Another nice feature is that all the disks are still accessible as NTFS drives. So even if you pull a disk from your machine, your data will be accessible elsewhere. Obviously just note that your data will be spread across all the disks in the pool… by default. Drivepool allows users to specify which disk which folders reside on if they wish. That way you can still just access your data on one single pooled drive letter, but anything stored in your “movies” folder for example will only be housed on the disk you specified in Drivepool settings.
Additionally, folder duplication is an option to allow you to protect your data in the case of data corruption or drive failure on another disk. When you duplicate a file, it creates a copy of the files in the folders specified for duplication, to exist on two ore more physical disks in the pool. It doesn’t do this at time of file copy, however, but it does do it shortly after a file has been added, moved, or changed on the drive. It does all this in the background too, and does its best not to interfere with normal operations.
Stablebit offer another product as well, Scanner, which will run in the background to scan the surface of your hard drive for errors on a regular basis. By default I believe it is once a month, but can be set to whatever frequency you desire. It can be integrated into Drivepool so that if Scanner detects a failing drive, it will automatically evacuate data off the failing drive to other disks in the pool, given there is enough free storage space. The nice thing about duplicated files, is that Drivepool won’t waste time evacuating those files off the failing drive since another copy exists on another disk. It will then attempt to duplicate the data again given enough free space exists.
Windows does offer some options out of the box to do similar tasks like through Disk Management with spanned volumes, striped volumes (RAID 0), and mirrored volumes (RAID 1), but those don’t offer the flexibility of Drivepool. If you lose one disk in the spanned or striped volumes, you lose all the disk in the associated array. With Drivepool you lose one disk, you only lose the data on that disk, while the data on the other disks remains accessible. Windows Storage Spaces also exists, but it suffer from poor performance as well as difficulty or inability to recover data if one disk dies.

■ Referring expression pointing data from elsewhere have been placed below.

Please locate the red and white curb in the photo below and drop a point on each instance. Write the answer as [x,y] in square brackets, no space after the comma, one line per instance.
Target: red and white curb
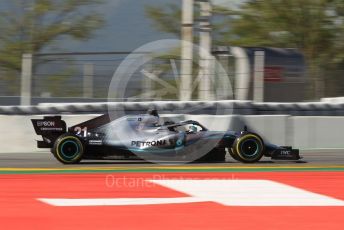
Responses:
[224,192]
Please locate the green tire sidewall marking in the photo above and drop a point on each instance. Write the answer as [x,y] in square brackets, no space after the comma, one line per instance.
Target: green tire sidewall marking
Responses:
[62,156]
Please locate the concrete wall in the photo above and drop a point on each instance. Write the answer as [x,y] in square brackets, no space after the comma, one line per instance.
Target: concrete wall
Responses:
[17,134]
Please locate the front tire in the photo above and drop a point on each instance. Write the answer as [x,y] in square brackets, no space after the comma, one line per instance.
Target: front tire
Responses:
[68,149]
[248,148]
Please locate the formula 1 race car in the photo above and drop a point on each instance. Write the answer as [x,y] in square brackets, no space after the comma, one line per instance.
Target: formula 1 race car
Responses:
[146,137]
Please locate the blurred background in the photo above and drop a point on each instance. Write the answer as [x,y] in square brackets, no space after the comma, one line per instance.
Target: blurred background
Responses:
[273,50]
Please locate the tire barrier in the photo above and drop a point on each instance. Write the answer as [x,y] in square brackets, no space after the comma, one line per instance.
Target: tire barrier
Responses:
[184,107]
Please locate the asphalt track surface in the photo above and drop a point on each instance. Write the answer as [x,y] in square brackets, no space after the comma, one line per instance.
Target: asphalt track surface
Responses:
[42,159]
[28,181]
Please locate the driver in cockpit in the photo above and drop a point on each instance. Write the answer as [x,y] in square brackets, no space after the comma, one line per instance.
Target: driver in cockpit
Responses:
[192,129]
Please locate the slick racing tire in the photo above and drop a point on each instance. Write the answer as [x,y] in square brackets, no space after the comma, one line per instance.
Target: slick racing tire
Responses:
[248,148]
[68,149]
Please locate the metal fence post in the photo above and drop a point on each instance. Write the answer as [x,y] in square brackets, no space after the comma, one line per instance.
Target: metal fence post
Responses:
[187,37]
[26,80]
[88,80]
[258,88]
[206,59]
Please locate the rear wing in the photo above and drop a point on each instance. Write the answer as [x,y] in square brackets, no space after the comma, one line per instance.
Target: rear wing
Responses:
[50,128]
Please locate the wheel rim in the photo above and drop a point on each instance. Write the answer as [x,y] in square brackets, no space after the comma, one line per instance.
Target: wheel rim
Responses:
[249,148]
[69,149]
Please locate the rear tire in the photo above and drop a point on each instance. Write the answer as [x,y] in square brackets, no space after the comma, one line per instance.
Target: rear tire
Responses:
[68,149]
[248,148]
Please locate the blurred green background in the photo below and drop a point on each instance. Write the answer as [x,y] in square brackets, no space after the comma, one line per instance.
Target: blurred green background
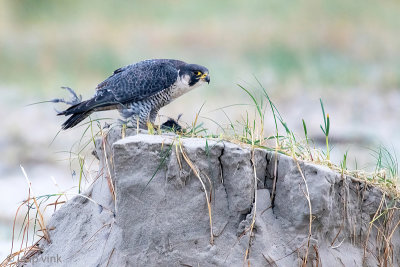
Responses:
[338,44]
[345,52]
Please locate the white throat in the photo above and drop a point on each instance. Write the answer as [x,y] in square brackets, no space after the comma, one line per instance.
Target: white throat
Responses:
[182,85]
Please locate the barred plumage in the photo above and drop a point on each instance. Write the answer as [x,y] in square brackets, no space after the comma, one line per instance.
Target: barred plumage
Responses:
[139,90]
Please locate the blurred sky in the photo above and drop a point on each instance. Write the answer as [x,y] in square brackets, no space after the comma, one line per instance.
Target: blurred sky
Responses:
[345,52]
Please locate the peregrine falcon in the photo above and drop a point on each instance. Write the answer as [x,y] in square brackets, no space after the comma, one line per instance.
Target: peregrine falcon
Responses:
[139,90]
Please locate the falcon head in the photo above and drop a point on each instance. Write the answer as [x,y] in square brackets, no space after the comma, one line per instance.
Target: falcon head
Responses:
[194,75]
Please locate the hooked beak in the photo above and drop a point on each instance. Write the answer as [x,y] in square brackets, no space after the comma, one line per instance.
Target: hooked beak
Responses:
[207,78]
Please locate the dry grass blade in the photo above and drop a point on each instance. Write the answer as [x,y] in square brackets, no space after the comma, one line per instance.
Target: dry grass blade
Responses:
[197,173]
[41,219]
[307,195]
[109,179]
[253,220]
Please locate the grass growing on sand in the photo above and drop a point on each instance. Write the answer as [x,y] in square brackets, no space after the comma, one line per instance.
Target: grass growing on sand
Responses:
[249,131]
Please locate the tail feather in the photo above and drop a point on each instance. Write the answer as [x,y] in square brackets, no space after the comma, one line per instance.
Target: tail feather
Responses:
[104,100]
[74,120]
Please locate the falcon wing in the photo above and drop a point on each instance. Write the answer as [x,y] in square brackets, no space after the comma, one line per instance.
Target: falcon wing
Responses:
[140,81]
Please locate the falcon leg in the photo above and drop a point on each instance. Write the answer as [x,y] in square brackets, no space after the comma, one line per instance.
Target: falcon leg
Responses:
[75,99]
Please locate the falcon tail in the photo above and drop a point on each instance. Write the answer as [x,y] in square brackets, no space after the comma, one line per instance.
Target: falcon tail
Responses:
[74,120]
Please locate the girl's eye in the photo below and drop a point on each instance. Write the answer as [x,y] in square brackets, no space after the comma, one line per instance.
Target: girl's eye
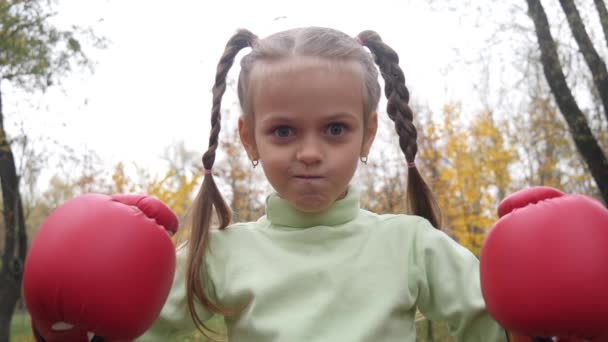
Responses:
[336,129]
[282,132]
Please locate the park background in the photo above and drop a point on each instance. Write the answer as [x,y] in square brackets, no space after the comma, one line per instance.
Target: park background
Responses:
[114,96]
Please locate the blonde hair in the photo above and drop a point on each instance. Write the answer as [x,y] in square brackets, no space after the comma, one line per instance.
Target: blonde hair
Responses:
[323,43]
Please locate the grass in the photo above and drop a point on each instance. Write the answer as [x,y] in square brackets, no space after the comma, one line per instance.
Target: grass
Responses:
[21,331]
[20,328]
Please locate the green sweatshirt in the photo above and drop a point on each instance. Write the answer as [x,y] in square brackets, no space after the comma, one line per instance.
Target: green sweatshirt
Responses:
[344,274]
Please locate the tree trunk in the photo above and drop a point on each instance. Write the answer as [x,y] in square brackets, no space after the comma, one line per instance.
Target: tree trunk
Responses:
[15,246]
[592,58]
[584,140]
[600,6]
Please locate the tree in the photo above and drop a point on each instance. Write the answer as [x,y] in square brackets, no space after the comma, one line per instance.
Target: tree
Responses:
[33,56]
[586,143]
[468,170]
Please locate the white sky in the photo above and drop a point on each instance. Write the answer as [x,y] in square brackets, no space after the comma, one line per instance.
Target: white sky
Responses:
[151,86]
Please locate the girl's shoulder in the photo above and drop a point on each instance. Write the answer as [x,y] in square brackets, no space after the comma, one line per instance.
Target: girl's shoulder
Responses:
[393,221]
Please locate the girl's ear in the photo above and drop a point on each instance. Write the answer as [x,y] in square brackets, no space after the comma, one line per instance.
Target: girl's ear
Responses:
[369,134]
[247,138]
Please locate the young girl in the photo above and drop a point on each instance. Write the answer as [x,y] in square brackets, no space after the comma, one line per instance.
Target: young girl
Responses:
[317,267]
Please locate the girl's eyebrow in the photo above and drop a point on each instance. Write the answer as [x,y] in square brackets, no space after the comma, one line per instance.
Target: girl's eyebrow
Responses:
[282,117]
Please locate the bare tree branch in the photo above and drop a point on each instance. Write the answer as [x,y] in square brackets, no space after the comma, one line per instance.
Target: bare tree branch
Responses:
[603,13]
[590,54]
[583,138]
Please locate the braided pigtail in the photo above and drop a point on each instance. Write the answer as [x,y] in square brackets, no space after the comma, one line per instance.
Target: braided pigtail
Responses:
[420,200]
[209,196]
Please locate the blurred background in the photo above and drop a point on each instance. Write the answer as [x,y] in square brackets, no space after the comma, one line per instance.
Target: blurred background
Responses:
[114,96]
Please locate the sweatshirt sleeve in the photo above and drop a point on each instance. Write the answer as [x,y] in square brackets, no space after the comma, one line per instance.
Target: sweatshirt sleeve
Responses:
[447,283]
[174,321]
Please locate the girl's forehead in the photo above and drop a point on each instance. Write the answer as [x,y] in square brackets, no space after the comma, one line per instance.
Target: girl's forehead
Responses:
[303,88]
[285,67]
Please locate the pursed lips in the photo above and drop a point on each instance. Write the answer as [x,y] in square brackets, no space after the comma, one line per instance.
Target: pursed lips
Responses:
[307,177]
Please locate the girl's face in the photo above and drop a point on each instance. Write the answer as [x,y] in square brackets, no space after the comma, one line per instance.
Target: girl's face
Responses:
[307,129]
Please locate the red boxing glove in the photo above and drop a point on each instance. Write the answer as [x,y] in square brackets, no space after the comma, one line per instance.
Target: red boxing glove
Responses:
[100,265]
[544,265]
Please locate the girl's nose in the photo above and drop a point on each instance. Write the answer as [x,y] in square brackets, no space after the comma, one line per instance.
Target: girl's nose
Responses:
[309,151]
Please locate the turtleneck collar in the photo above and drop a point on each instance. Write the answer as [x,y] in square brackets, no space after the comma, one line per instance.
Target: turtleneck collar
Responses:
[281,213]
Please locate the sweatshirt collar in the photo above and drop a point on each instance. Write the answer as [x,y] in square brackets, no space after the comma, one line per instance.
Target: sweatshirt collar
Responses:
[281,213]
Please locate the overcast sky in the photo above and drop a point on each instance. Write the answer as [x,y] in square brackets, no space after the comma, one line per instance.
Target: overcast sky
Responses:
[151,85]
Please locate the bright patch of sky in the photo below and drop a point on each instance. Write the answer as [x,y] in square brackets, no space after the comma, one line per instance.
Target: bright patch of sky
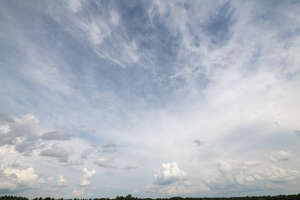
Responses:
[149,98]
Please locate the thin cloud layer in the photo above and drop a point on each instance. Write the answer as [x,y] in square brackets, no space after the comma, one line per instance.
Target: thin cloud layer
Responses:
[123,87]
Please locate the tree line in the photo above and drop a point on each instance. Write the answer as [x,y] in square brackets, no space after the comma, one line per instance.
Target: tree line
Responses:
[129,197]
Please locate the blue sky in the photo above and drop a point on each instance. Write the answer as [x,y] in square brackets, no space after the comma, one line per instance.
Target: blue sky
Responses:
[149,98]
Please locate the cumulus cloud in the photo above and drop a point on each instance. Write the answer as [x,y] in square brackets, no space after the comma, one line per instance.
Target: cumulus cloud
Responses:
[22,133]
[280,156]
[243,175]
[61,181]
[198,142]
[56,135]
[78,192]
[86,176]
[168,174]
[55,151]
[105,163]
[13,179]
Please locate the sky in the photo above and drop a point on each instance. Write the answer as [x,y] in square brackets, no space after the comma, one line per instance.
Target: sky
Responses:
[149,98]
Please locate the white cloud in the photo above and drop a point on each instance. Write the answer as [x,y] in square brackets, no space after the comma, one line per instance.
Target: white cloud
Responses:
[249,174]
[4,129]
[74,5]
[61,180]
[56,135]
[168,174]
[281,156]
[78,193]
[86,176]
[61,153]
[12,178]
[105,162]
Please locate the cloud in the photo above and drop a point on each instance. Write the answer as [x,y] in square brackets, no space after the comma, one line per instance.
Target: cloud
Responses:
[105,163]
[109,148]
[238,176]
[86,176]
[14,179]
[74,5]
[281,156]
[78,192]
[23,133]
[168,174]
[55,151]
[61,181]
[56,135]
[198,142]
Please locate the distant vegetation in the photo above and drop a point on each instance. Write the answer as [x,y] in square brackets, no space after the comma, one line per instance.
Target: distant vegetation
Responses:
[129,197]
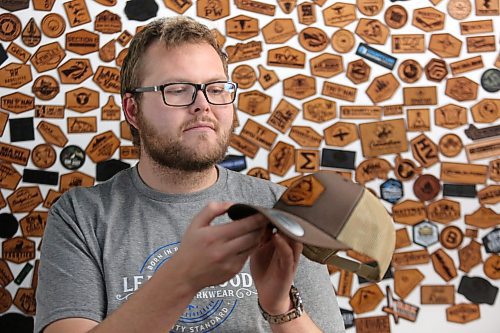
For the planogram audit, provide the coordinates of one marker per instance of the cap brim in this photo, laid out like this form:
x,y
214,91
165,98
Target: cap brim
x,y
291,225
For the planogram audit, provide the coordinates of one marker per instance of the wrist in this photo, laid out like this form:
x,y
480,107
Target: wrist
x,y
295,312
277,308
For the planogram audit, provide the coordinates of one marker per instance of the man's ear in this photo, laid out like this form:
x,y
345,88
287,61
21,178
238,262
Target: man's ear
x,y
131,109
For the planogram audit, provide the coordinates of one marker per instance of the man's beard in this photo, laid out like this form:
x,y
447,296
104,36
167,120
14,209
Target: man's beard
x,y
170,152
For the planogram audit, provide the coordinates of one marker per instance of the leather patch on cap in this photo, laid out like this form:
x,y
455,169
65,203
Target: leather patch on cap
x,y
303,192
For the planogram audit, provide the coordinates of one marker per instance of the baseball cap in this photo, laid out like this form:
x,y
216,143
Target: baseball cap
x,y
328,213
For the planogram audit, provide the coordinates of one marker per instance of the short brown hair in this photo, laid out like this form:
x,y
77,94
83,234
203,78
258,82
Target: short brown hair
x,y
172,32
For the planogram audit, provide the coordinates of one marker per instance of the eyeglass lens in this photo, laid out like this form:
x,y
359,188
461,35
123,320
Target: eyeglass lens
x,y
181,94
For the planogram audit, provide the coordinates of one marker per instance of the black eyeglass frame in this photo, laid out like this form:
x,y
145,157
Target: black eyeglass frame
x,y
197,86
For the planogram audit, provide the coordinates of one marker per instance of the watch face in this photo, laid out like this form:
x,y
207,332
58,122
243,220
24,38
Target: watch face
x,y
72,157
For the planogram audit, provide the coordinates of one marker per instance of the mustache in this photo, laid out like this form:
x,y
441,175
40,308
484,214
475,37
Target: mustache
x,y
198,119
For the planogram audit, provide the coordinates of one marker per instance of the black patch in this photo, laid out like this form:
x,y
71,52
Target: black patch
x,y
240,211
3,55
376,56
16,322
348,317
141,10
21,129
457,190
478,290
336,158
107,169
234,162
72,157
8,225
491,241
40,177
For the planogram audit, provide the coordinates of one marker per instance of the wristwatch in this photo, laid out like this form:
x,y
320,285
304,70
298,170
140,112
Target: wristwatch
x,y
296,312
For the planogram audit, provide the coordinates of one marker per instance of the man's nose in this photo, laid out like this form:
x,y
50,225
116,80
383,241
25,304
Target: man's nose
x,y
200,102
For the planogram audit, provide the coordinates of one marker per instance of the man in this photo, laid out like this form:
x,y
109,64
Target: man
x,y
102,244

What Drivepool does isn’t quite new or unique, but what sets it apart is that it works transparently with Windows out of the box. It just takes a few minutes to set up and you’re good to go. There are other options available to tune it including which drives to prioritize saving data based on free space, an SSD optimizer/cache, and a bunch of other fine tuning if you desire. But out of the box it works great as is.
Drivepool competition would include Drivebender, which is another Windows pooling solution, that went extinct for a while but came back. They are both similar to what UnRAID does, but that is a specific Linux based, and requires it’s own machine to run. There is an option in Linux itself called mergerfs or unionfs that works very similarly to Drivepool. But again, that would require you to run Linux.
It’s really a nice application if you’re into storing lots of data and can’t be bothered with buying bigger hard drives all the time.